Pablo Rudomin buscaba el tesoro de Cuauhtémoc y encontró el de la ciencia

junio 24, 2016
Noticias Prensa

Crónica | 20 junio 2016

El Colegio Nacional * El doctor en Ciencias Pablo Rudomin es uno de los científicos más destacados de México. Por su labor en la investigación en fisiología ha recibido los premios: Nacional de Ciencias y Artes, la Presea Lázaro Cárdenas, Príncipe de Asturias de Investigación Científica y Técnica, trabaja en el Cinvestav y es miembro de El Colegio Nacional. Ha publicado más de 122 trabajos científicos y numerosos trabajos de divulgación y participado en gran número de congresos nacionales e internacionales

Pablo Rudomin Zevnovaty está hecho de aventuras y sueños. Aventuras como las expediciones y excavaciones que realizaba en Tlatelolco, junto con Marcos Rosenbaum, para buscar el tesoro de Cuauhtémoc, y de sueños como construir una nave espacial y un submarino. Andanzas que lo llevarían a encontrar otro tesoro: el de la ciencia, del cual dice: “Es un tesoro que aún está esperando a ser descubierto, porque es muy poco lo que sabemos y hay tanto por saber”.
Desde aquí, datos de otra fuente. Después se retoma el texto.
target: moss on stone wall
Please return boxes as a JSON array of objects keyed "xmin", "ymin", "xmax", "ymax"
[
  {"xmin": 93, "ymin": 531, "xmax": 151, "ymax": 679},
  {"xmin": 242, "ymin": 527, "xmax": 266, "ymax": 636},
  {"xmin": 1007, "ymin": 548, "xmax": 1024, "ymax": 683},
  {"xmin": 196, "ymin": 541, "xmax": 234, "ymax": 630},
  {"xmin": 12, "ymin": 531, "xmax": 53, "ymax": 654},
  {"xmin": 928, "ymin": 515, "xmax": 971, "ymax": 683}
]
Esas aventuras y sueños del prestigiado científico y doctor en Ciencias mexicano, también lo llevaron a ganar decenas de premios y reconocimientos como el Nacional de Ciencias y Artes (1971), la Presea Lázaro Cárdenas (1996), el Premio Príncipe de Asturias de Investigación Científica y Técnica (1987), doctorados honoris causa otorgados por la Benemérita Universidad de Puebla (2003), por la Universidad de Nuevo León (2011) y por la UNAM (2011). Actualmente es investigador emérito en el Centro de Investigación y de Estudios Avanzados del Instituto Politécnico Nacional (Cinvestav) y miembro de El Colegio Nacional. Continúa activo en investigación científica de alto nivel, lo que se refleja en numerosas publicaciones científicas y trabajos de divulgación. Ha sido invitado a impartir numerosas conferencias dentro y fuera del país.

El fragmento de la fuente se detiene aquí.